Welcome to the complicated world of Android, Sundar Pichai

Google’s Sundar Pichai does not have an easy job: he’s now overseeing both of Google’s key computing projects — Android and Chrome — while attempting to convince everyone that Google won’t play favorites with its Motorola division. Clearly, however, not all Android partners are created equal.

Pichai’s appearance at D11 Thursday didn’t break a lot of new ground, save for the “pure Google” version of the HTC One handset that Pichai showed off to the crowd and the news that the curiously named Google Play Music All Access service is coming to iOS. He showed off the HTC One, curiously enough, in response to a question from All Things D’s Walt Mossberg about Google’s relationship with Android partners and specifically its relationship with Samsung, a company which dominates the Android world and which introduced a smaller version of its flagship Galaxy S 4 Thursday that Pichai claimed he first learned about on Techmeme this morning.

If that’s true, then Google certainly has different relationships with different partners. Later in the session, Pichai said he was “very excited” about what Motorola has planned over the next six months. While we first heard confirmation of the Moto X Wednesday, the remaining products in what CEO Dennis Woodside called “a portfolio of phones” Wednesday are not something widely known beyond the rumor mills.

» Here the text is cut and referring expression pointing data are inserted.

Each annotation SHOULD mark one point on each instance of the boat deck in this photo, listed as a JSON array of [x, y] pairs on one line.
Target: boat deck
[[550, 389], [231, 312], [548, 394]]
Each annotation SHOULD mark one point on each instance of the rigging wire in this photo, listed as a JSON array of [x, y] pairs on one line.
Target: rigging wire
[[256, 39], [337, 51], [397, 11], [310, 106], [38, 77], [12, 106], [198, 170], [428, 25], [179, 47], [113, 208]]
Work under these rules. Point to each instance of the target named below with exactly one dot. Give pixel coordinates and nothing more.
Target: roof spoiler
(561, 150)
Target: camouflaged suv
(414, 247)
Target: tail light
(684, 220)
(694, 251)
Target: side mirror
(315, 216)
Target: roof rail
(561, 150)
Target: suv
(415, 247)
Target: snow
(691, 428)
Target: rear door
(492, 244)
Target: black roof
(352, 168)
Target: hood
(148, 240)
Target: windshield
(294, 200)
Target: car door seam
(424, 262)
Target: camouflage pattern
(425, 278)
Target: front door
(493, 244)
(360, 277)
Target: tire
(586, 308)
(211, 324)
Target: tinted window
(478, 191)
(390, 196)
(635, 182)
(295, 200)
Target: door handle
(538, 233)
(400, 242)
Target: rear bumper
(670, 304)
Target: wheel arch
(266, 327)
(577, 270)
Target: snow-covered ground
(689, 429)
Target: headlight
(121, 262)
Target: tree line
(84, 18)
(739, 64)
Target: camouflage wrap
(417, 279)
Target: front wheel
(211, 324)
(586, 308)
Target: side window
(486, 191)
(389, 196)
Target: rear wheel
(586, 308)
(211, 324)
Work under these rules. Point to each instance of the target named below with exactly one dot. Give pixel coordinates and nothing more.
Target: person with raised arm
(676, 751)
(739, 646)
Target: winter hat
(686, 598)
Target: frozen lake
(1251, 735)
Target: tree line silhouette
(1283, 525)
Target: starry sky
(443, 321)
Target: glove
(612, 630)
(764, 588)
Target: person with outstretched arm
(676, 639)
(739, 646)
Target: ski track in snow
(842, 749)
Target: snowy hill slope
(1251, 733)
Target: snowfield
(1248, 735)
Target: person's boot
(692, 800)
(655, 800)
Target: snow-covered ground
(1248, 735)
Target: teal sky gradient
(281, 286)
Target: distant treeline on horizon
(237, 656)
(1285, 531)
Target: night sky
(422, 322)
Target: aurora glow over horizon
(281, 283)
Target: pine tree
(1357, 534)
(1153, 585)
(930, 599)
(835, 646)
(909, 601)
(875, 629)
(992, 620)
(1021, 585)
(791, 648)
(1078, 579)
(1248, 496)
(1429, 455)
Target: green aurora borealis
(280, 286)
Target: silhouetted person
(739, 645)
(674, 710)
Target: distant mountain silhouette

There are a couple of interpretations here.

  1. Communication between Samsung and Google has dried up if the head of Android didn’t know (or didn’t care to know) that his most important partner was releasing a smaller version of its highest-profile phone until the rest of us did, the same day he was making a high-profile public appearance to show off a competitor-designed phone.
  2. Not only is Pichai aware of all the Android products that Motorola has planned for 2013, he’s had a chance to discuss the thinking behind the decisions made in designing the phones, even if the Android team isn’t doing anything special for Motorola, as both Pichai and Woodside insisted this week.
  3. This is probably most likely: Nothing has really changed and that Android continues to be a chaotic mess that Google makes a half-hearted attempt to stay on top of but which no one can really manage, given the sheer number of partners and devices involved. Google has certainly worked closely with Android partners in the past as they got their first phones out the door, including Samsung, HTC, and LG, so it’s not that surprising that Android leaders would have worked closely with Motorola as it reboots.

It’s an interesting time for Pichai and Android as he assumes the guiding role vacated by Android founder and longtime leader Andy Rubin, who Pichai said “stepped back” two months ago to pursue other interests at Google. There’s a lot of “co-opetition” in the Android world at the moment, and Pichai has the fun task of dealing with it.